Proponendo sia l’indulto che l’amnistia, da farsi in tempi brevi, Giorgio Napolitano chiede di escludere i “reati particolarmente odiosi”. Poi ci torna: “ferma restando la necessità di evitare che essa incida su reati di rilevante gravità e allarme sociale (basti pensare ai reati di violenza contro le donne)”. Demagogia, se è consentito dirlo. Demagogia un tanto al chilo. I “reati odiosi” sono quelli che si subiscono. Lo scippo è un reato odioso, per lo scippato. Mentre i reati che destano “allarme sociale” sono quelli che i media amano propagandare. Fatemi capire: chi ha commesso una violenza contro un maschio esce amnistiato e chi ha fatto la stessa cosa a una femmina resta in galera? Questi sono gli effetti nefandi del luogocomunismo partoriente cretinerie come il femminicidio. E se il presidente non rinuncia alla sua fetta di demagogia, con quale autorevolezza può chiedere ad altri di rinunciarvi? (A tal proposito: non ho in simpatia gli ortotteri, ma è la seconda volta che mi capita di osservare che la scomunica di una forza politica non è nei poteri del Colle, neanche se ci fosse un monarca costituzionale, sicché siamo regrediti a quando l’inquilino era il pontefice).

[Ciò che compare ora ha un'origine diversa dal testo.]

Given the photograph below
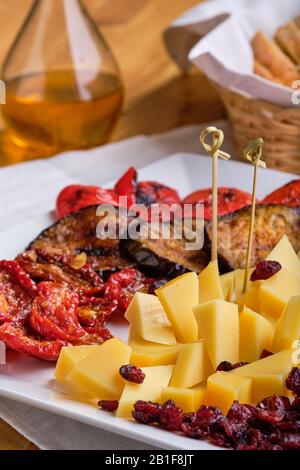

Il sovraffollamento carcerario è piaga da tempo incancrenita. I radicali si battono, con tenacia e coerenza, da molti lustri. Essi, cui va la nostra gratitudine, sanno che la clemenza senza giustizia non risolve nulla. Lo prevedemmo nel 2006, in occasione dell’indulto, e così è stato. Asciugare il pavimento con gli stracci è fatica sprecata, se prima non si chiude il rubinetto che allaga. E l’allagamento viene dalla malagiustizia, dall’infarto del diritto. Cui tanti hanno portato il loro contributo. Napolitano licenzia il problema nella parte finale del suo messaggio, ma lo fa in modo da sfuggire alle questioni rilevanti. Lo fa perché non si dica che non lo ha fatto, ma è come se non lo avesse fatto. Serve riformare introducendo tempi certi e non ordinatori, la responsabilità dei giudici, la separazione delle carriere. Dopo averlo fatto si deve salvare la giustizia dal crescere della carne morta, usando l’amnistia (vedo che ne conviene Danilo Leva, responsabile giustizia del Pd: evviva! I soliti venti anni di ritardo, ma evviva!). Se si inverte l’ordine di precedenza si sfollano gli istituti di pena, ci si mantiene incivili, si nega il diritto e si ricomincia a buttare in carcere con maggiore lena e senza processo. In poco tempo torniamo al punto di partenza: con la cancrena e l’infarto.